Clustered CTCF binding is an evolutionary mechanism to maintain topologically associating domains

CTCF binding contributes to the establishment of higher order genome structure by demarcating the boundaries of large-scale topologically associating domains (TADs). We have carried out an experimental and computational study that exploits the natural genetic variation across five closely related species to assess how CTCF binding patterns stably fixed by evolution in each species contribute to the establishment and evolutionary dynamics of TAD boundaries. We performed CTCF ChIP-seq in multiple mouse species to create genome-wide binding profiles and associated them with TAD boundaries. Our analyses reveal that CTCF binding is maintained at TAD boundaries by an equilibrium of selective constraints and dynamic evolutionary processes.
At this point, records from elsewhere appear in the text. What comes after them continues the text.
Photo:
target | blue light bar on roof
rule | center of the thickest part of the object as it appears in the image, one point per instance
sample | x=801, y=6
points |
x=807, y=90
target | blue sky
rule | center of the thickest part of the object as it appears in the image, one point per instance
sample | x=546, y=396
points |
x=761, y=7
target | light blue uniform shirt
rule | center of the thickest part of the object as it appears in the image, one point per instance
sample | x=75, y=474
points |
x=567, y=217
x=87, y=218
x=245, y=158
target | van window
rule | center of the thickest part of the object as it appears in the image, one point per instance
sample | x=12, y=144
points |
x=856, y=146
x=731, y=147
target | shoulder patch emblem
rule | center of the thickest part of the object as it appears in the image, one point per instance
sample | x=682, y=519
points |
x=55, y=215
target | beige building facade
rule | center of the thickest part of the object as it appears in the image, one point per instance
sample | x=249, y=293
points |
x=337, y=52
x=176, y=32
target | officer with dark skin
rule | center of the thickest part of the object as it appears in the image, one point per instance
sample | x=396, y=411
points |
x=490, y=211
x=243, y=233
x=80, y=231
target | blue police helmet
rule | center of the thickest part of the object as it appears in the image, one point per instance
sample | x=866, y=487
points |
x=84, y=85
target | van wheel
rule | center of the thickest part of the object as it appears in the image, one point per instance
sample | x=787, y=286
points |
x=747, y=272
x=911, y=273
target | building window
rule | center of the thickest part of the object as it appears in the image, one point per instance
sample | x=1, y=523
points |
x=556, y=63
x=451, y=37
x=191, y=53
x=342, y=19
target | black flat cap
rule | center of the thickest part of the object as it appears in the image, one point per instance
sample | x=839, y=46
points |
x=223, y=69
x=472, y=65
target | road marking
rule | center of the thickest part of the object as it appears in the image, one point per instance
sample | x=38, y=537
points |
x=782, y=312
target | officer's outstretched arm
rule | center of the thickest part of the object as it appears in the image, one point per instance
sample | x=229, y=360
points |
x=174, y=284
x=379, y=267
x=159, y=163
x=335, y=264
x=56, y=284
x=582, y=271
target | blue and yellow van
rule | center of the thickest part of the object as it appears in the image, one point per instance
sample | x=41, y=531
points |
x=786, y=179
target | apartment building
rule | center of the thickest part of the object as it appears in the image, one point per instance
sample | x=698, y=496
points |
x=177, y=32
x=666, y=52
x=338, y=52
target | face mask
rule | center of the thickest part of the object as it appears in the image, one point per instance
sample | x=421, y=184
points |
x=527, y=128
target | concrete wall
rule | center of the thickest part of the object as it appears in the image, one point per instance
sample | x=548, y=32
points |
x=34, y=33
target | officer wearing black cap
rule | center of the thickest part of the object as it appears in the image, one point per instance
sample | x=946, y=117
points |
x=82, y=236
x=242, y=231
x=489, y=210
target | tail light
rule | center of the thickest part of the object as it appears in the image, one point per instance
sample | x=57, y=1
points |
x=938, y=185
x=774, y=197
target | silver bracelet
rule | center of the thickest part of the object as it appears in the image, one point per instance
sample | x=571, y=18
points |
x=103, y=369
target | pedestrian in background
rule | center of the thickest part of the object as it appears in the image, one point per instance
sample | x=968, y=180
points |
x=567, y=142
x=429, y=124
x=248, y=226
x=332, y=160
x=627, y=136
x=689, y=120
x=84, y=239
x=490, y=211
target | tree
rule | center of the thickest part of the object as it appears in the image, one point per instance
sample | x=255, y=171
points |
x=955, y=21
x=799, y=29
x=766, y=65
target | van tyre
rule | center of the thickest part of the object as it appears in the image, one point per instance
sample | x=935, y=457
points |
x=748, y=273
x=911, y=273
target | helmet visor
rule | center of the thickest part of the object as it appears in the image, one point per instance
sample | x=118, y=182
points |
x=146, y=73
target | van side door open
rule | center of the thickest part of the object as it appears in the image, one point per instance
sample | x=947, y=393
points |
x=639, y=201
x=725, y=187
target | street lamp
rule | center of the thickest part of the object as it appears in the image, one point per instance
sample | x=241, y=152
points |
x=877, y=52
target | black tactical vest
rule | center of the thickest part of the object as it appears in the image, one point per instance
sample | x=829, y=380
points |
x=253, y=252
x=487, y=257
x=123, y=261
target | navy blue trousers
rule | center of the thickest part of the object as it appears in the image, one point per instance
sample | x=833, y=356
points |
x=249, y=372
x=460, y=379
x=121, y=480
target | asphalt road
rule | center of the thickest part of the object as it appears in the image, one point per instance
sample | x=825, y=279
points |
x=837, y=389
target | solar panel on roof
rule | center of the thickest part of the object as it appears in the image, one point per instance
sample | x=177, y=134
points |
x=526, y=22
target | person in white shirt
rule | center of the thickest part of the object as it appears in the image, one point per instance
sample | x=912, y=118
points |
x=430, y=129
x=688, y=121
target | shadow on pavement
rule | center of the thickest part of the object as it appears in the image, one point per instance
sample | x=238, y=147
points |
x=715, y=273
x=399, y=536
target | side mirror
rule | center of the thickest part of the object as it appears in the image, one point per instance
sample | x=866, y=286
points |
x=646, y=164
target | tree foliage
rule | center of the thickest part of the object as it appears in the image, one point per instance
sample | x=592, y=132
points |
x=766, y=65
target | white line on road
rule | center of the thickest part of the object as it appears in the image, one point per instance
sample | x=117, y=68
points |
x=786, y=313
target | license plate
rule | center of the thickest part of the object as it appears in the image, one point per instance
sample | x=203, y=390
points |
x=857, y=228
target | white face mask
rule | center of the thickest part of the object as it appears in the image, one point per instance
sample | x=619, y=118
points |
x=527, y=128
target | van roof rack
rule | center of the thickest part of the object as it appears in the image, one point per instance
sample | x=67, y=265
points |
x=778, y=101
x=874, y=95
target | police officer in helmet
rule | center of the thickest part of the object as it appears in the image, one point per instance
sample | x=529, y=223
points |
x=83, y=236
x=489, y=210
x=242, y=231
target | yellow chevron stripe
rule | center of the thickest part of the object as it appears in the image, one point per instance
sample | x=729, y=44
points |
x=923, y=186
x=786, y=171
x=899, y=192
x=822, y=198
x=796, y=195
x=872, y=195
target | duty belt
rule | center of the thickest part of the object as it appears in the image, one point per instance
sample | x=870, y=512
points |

Regardless of their conservation across species, CTCF binding sites at TAD boundaries are subject to stronger sequence and functional constraints compared to other CTCF sites. TAD boundaries frequently harbor rapidly evolving clusters containing both evolutionary old and young CTCF sites as a result of repeated acquisition of new species-specific sites close to conserved ones. The overwhelming majority of clustered CTCF sites colocalize with cohesin and are significantly closer to gene transcription start sites than nonclustered CTCF sites, suggesting that CTCF clusters particularly contribute to cohesin stabilization and transcriptional regulation. Overall, CTCF site clusters are an apparently important feature of CTCF binding evolution that are critical the functional stability of higher order chromatin structure.